It’s often debated whether or not it’s hard to be vegan, but in all of this online discussion I rarely come across the two issues that have been most difficult for me. One, I got over with time; the other is why I don’t think I’ll ever become a strict vegan. I’m going to leave the one I overcame for another post and talk about the one I didn’t – the reason (or cluster of reasons) why home veganism works for me.
I was brought up to be a very flexible eater. This is a set of family values that extends beyond eating what is put in front of you, and even beyond showing appreciation for the fact that someone has provided you with food. It was just as much about being open-minded: never knowing what you like and don’t like until you try it, and understanding that tastes change, so the things you don’t like often deserve another try – and another. These are values I was taught to apply to the rest of life as well, and I often thank my parents for the degree of openness and flexibility I have been able to take out into the world, and for all of the experiences that have unfolded from this.
A lot of people say they’re not picky eaters, but in my experience this statement usually comes with a list of caveats – maybe a short list, but still a list. In my old life, I would truly eat almost anything. Of course I had preferences, but I was always willing to be adventurous with sampling local dishes when I traveled, and never declined to try something that was prepared for or served to me. It’s not so much that I worry about missing out on food encounters or opportunities now that I eat almost entirely vegan. I know my new diet opens all sorts of other doors. It’s more that my openness to food was a big part of my identity, and one I’ve realized I was quite proud of.

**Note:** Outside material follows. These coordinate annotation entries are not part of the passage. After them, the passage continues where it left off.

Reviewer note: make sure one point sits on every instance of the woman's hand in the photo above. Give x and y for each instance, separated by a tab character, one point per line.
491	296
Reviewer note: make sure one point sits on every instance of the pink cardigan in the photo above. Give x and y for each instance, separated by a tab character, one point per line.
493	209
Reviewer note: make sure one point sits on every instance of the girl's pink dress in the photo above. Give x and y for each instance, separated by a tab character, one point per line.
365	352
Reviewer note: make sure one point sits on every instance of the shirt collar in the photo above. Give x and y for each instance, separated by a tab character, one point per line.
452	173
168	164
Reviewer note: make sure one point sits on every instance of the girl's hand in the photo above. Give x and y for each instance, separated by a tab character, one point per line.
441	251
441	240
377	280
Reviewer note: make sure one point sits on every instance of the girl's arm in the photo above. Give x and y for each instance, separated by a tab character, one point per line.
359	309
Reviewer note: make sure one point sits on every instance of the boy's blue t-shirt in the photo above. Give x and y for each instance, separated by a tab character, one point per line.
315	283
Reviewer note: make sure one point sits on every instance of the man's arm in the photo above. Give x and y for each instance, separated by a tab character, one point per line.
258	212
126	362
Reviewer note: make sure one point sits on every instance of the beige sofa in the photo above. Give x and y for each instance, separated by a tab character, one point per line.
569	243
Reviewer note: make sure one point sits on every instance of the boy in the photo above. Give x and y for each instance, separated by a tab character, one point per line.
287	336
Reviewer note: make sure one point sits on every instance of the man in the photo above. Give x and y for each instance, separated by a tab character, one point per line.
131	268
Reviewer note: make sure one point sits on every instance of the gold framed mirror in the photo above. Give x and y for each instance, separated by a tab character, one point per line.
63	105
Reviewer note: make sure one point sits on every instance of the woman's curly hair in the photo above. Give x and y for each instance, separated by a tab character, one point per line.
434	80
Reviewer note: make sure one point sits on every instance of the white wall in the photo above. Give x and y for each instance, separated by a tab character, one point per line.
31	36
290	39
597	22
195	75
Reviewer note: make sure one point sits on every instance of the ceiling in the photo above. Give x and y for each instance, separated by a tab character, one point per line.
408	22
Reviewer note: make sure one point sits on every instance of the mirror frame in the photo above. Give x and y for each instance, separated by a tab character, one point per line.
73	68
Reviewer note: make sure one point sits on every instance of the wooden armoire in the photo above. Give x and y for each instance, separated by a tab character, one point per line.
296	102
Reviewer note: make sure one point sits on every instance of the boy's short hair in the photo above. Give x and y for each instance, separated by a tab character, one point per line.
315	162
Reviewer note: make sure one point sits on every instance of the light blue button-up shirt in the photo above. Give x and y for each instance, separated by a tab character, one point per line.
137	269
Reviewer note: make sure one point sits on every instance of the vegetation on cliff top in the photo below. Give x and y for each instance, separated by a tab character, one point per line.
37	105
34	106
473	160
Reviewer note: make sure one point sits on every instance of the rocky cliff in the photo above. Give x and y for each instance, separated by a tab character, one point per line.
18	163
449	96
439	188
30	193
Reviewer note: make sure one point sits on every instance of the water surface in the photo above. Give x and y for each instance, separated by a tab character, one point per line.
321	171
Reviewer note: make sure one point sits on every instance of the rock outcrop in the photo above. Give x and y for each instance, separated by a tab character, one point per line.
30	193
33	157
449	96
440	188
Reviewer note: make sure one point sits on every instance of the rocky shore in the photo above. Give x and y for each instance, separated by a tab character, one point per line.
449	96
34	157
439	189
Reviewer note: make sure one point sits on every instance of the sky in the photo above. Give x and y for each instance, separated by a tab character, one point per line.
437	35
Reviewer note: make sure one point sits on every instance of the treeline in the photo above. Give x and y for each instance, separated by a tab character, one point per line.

It wasn’t my ability to choke down the bizarre that I was proud of (ok, maybe a little), but the kinds of experiences and relationships my openness helped me find. People loved to eat with me and this opened all sorts of doors – literally and figuratively. It also helped put people at ease around me in ways I was thanked for on more occasions than I can remember.
This old identity is probably 90% of the reason why I’m a home vegan. Food is best shared and, for me, this means a two-way street. I love exposing the people in my life to vegan foods, whether through restaurants or my cooking (or, now, my blog!). So much of why I love it, though, is because I get to share the experience of these foods with them. I can’t let go of being able to return this – not out of a sense of duty, but out of a sense of balance that is at the heart of my identity. This doesn’t mean I won’t propose vegan alternatives or work out vegan options, and it doesn’t mean my ideas of how to maintain this balance won’t shift (they definitely have already). It does mean I’ll still eat turkey with my family on Christmas. It does mean I’ll join you at your favorite ice cream shop even if it doesn’t have any non-dairy alternatives. It does mean I’ll have a taste of your chicken curry if you want me to see how amazing it is. And, of course I’d love a piece of your birthday cake (just hold the ice cream, please)!
As for the other 10% of the reason why I’m a home vegan, I’d sum that up as taste, practicality, and ease. Interestingly, I realized only as I was writing this that I’ve become vegetarian in this space.
It’s been very strange to have this rupture emerge between how I eat in and outside my home, and it’s a divide I’m still in the process of working out how to navigate. I’m amazed and ever-more intrigued by the complexity of our engagement with food and its surrounding culture. I’d love to hear about your experiences as well – either trying to follow a restrictive diet (of any type, for whatever reasons) or cooking for, travelling with, marrying, etc. someone who does.